Healthcare is moving away from a direct ownership model and toward aggregation with a cohort of operators contributing to a single facility. Aggregation, in general, has become popular in the last decade, with companies like Airbnb, Uber and even Amazon focused on connecting supply with demand rather than owning and selling goods.
“This is an approach to organizing things that is really about aggregation more than ownership,” Stan Chiu a principal at HGA Architects & Engineers, tells GlobeSt.com. “Companies like Amazon, Airbnb and Uber have a business model that is about connecting needs with people. Prefabrication really lends itself to that. We are at a place in time culturally where we are able to do an Airbnb-type model for healthcare.”

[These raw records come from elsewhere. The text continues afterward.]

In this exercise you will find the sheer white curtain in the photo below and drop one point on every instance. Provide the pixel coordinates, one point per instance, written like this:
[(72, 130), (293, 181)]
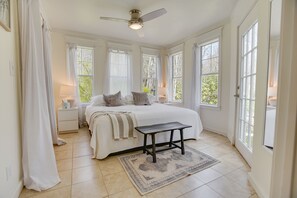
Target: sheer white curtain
[(118, 72), (48, 81), (38, 158), (107, 73), (196, 82), (169, 78), (72, 78)]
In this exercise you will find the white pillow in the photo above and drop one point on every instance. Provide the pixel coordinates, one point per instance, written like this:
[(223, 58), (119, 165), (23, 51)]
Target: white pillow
[(98, 101), (128, 100), (152, 98)]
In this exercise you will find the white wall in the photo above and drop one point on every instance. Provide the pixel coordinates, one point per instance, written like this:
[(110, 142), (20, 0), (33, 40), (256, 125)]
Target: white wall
[(10, 133)]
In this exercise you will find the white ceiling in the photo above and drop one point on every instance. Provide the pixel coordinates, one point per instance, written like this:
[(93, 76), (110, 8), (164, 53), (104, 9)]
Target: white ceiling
[(183, 18)]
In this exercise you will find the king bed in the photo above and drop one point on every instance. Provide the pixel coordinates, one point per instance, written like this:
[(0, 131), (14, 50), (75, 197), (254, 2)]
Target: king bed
[(104, 143)]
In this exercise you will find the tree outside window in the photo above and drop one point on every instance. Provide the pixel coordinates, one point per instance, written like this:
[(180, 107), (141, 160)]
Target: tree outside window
[(84, 71), (177, 77), (209, 63), (150, 73)]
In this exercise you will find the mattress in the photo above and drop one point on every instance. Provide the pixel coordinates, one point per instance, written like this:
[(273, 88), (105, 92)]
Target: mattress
[(102, 140)]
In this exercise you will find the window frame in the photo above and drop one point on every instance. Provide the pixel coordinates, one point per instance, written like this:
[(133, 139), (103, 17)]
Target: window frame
[(84, 75), (129, 69), (158, 62), (219, 73), (170, 95)]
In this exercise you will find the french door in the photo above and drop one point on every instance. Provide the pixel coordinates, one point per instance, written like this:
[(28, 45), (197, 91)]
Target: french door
[(248, 48)]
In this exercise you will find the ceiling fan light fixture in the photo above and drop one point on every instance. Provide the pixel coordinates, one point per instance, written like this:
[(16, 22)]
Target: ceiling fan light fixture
[(135, 25)]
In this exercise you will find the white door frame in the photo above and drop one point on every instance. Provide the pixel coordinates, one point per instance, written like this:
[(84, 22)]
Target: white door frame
[(248, 22)]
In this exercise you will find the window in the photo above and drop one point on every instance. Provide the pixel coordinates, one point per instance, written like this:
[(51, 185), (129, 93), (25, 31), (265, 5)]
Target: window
[(84, 72), (209, 71), (119, 65), (150, 73), (176, 84)]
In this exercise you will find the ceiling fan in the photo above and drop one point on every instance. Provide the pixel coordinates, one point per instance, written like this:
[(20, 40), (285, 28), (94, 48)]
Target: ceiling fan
[(136, 21)]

Healthcare owners and operators have been moving toward prefabrication or modular construction as a way to, first, save on construction costs, but, more importantly, to save on operations costs—which can be crippling to healthcare providers. The standardization that comes with prefabrication makes it easy to have one company manage patient beds, another bathrooms and yet another company will handle the OR. “We are able to handle this kind of complexity and the interface between those connections is really important,” says Chiu. “We are able to handle this in a way that we weren't 15 years ago.”
This isn't to say that there is no longer owns to property, but that there is now a set of companies managing construction and operations within the building, each overseeing a different segment. “The owner would still own everything, but instead of hiring one architect and one designer, the process is getting more complicated,” says Chiu. “The rule of design really changes too when they make decisions, and we are able to track that complexity better now than we were earlier.”
Prefabrication is rapidly growing in popularity and for massive projects. In San Francisco, Chiu recently completed a prefabrication hospital. The project was built in two segments offsite. He is also working on Greenfield Hospital in Wisconsin, which at 300,000 square feet he says will have “even bigger prefab goals.”